Had it been adopted more widely, mounting risks such as Greensill and the US prime brokerage division’s exposure to Archegos would have “absolutely” been spotted, one of them said. Another person close to Credit Suisse disagreed, pointing out that these incidents were largely outside the tool’s capabilities because it relied on publicly-available information.
Credit Suisse, Warner and Sitohang declined to comment for this article.
‘Lack of discipline’
Problems were bubbling beneath the surface before Credit Suisse’s costly missteps at Greensill and Archegos emerged.
“There were numerous tremors that signalled to any risk-literate person that the potential for a big one to hit is growing,” said a former senior executive.
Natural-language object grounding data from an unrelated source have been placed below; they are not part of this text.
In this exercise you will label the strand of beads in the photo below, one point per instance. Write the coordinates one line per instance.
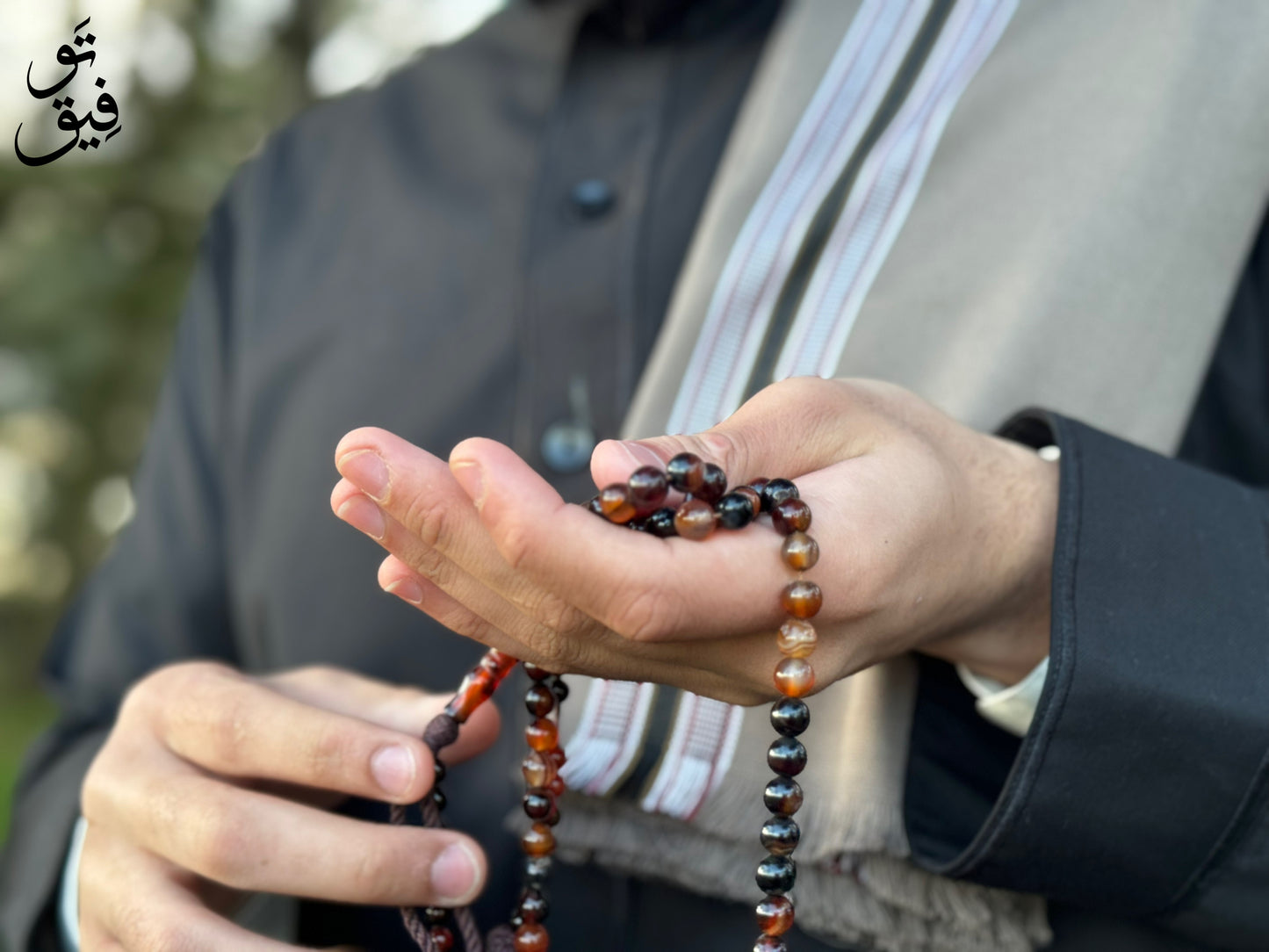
(432, 928)
(544, 787)
(707, 504)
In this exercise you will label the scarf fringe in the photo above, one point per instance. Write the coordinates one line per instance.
(862, 898)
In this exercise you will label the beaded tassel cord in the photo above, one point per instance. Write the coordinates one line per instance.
(433, 928)
(707, 505)
(638, 504)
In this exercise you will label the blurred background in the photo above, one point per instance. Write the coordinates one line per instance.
(97, 247)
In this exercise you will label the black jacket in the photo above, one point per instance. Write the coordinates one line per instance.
(421, 258)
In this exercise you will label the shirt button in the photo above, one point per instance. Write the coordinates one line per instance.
(593, 198)
(566, 446)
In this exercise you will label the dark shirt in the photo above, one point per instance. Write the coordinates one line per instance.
(421, 258)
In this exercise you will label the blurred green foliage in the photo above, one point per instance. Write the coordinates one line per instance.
(94, 258)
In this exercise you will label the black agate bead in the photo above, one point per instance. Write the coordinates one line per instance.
(735, 510)
(775, 875)
(781, 835)
(790, 716)
(775, 492)
(786, 755)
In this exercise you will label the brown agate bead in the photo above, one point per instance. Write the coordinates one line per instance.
(539, 700)
(790, 516)
(542, 734)
(695, 519)
(537, 804)
(783, 796)
(713, 487)
(775, 915)
(687, 472)
(797, 638)
(802, 598)
(647, 487)
(795, 677)
(538, 840)
(538, 771)
(532, 937)
(800, 551)
(616, 504)
(750, 493)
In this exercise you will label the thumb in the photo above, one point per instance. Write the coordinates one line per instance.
(787, 429)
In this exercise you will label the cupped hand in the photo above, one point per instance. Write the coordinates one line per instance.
(933, 537)
(213, 784)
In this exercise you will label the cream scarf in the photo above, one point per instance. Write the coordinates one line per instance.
(1056, 214)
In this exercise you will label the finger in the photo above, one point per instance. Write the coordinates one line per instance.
(644, 588)
(131, 900)
(235, 726)
(400, 709)
(253, 841)
(787, 429)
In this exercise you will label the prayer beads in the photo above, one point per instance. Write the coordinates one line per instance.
(709, 505)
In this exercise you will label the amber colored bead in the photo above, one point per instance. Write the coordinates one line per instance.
(781, 835)
(790, 516)
(782, 796)
(661, 523)
(647, 487)
(713, 487)
(538, 840)
(542, 734)
(735, 510)
(537, 804)
(775, 492)
(538, 771)
(687, 472)
(539, 700)
(802, 598)
(695, 519)
(532, 905)
(775, 915)
(795, 677)
(797, 638)
(800, 551)
(790, 716)
(775, 875)
(532, 937)
(616, 503)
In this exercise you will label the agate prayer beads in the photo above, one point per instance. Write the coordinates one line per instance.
(707, 505)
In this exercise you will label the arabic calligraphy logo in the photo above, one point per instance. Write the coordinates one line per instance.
(66, 119)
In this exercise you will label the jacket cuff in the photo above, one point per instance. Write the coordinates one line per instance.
(1150, 730)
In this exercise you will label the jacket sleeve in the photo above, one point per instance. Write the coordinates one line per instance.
(159, 597)
(1140, 789)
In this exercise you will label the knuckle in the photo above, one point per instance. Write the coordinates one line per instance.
(646, 615)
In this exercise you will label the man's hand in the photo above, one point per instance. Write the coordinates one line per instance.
(933, 536)
(213, 784)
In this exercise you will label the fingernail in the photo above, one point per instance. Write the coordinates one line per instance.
(640, 455)
(471, 478)
(367, 471)
(362, 515)
(456, 875)
(407, 589)
(393, 769)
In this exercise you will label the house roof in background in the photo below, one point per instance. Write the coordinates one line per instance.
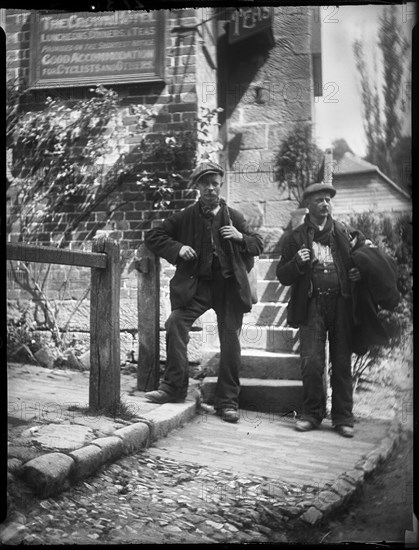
(350, 164)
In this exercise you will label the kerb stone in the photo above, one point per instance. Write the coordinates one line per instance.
(311, 516)
(133, 437)
(48, 474)
(111, 447)
(169, 416)
(86, 461)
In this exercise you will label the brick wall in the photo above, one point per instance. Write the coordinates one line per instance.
(175, 101)
(262, 91)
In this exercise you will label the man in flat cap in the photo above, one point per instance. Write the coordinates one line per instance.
(213, 248)
(316, 263)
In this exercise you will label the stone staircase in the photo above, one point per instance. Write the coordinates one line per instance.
(270, 375)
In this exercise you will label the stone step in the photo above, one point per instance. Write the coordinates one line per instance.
(268, 338)
(266, 268)
(262, 396)
(258, 364)
(267, 314)
(273, 291)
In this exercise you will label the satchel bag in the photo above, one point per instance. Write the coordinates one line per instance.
(251, 276)
(253, 283)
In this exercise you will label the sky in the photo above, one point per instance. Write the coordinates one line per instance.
(338, 114)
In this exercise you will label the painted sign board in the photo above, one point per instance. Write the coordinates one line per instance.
(246, 22)
(82, 49)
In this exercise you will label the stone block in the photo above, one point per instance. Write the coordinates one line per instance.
(258, 187)
(14, 465)
(73, 361)
(45, 358)
(354, 476)
(311, 516)
(86, 461)
(48, 474)
(12, 534)
(111, 447)
(343, 488)
(134, 437)
(278, 213)
(85, 360)
(327, 501)
(251, 136)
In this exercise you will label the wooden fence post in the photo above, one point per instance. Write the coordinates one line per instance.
(104, 388)
(148, 268)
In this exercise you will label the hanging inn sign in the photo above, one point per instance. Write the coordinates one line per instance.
(248, 22)
(83, 49)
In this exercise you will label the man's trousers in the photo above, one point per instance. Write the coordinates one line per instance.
(220, 294)
(327, 315)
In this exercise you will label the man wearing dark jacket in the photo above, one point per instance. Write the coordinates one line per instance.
(213, 248)
(316, 263)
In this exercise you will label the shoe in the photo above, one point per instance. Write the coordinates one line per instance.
(345, 431)
(228, 415)
(304, 426)
(160, 396)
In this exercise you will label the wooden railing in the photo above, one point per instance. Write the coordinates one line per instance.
(104, 261)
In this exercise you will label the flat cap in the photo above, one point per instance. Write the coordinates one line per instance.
(207, 167)
(317, 188)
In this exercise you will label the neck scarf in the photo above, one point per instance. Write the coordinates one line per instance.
(206, 210)
(321, 236)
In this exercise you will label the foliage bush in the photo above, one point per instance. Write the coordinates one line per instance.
(75, 151)
(298, 160)
(21, 331)
(394, 235)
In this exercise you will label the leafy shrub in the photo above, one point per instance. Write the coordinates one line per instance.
(394, 235)
(21, 331)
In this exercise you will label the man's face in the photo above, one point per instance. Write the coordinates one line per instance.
(209, 188)
(319, 205)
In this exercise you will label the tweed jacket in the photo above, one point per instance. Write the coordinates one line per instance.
(300, 279)
(187, 227)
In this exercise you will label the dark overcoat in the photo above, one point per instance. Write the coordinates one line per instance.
(188, 227)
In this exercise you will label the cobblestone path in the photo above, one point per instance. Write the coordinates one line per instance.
(152, 499)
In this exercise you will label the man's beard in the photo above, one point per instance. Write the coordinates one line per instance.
(211, 202)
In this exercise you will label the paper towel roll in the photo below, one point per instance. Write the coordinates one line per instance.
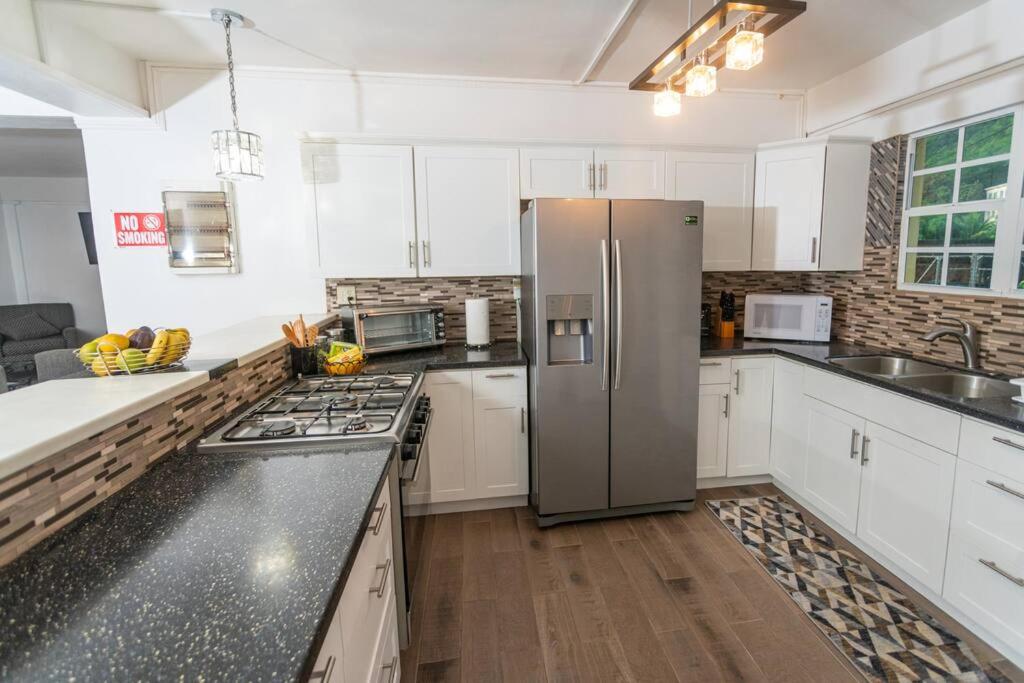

In 2018, Credit Suisse lost about $60m after it was left holding a block of shares in clothing company Canada Goose when its stock price plummeted. About a year later, the bank lost about $200m when Malachite Capital, a New York hedge fund and one of its prime brokerage clients, imploded.
“Those losses arose from lack of discipline,” the former executive said. Just as with Archegos, senior managers at Credit Suisse got stuck in large positions negotiating on price while their peers aggressively sold out.
“There was systematic insensitivity at all levels,” said a second person. “If you’re the head of risk and you let a $60m loss go by, then a $200m loss, and you don’t ask what the hell is happening here, what are you doing?”
One former managing director recalls a 2019 conference call about the reform of the Libor interest rate benchmark. When a senior trader dialled in, an automatic message was played reminding everyone that the meeting was now being recorded, a regulatory requirement.
When Warner heard this, she asked the trader to call back from a non-recorded line. Some of those present found it a jarring intervention from a risk officer. A person close to Warner, noting that the call had nothing to do with trading, said it was just a normal way of doing business.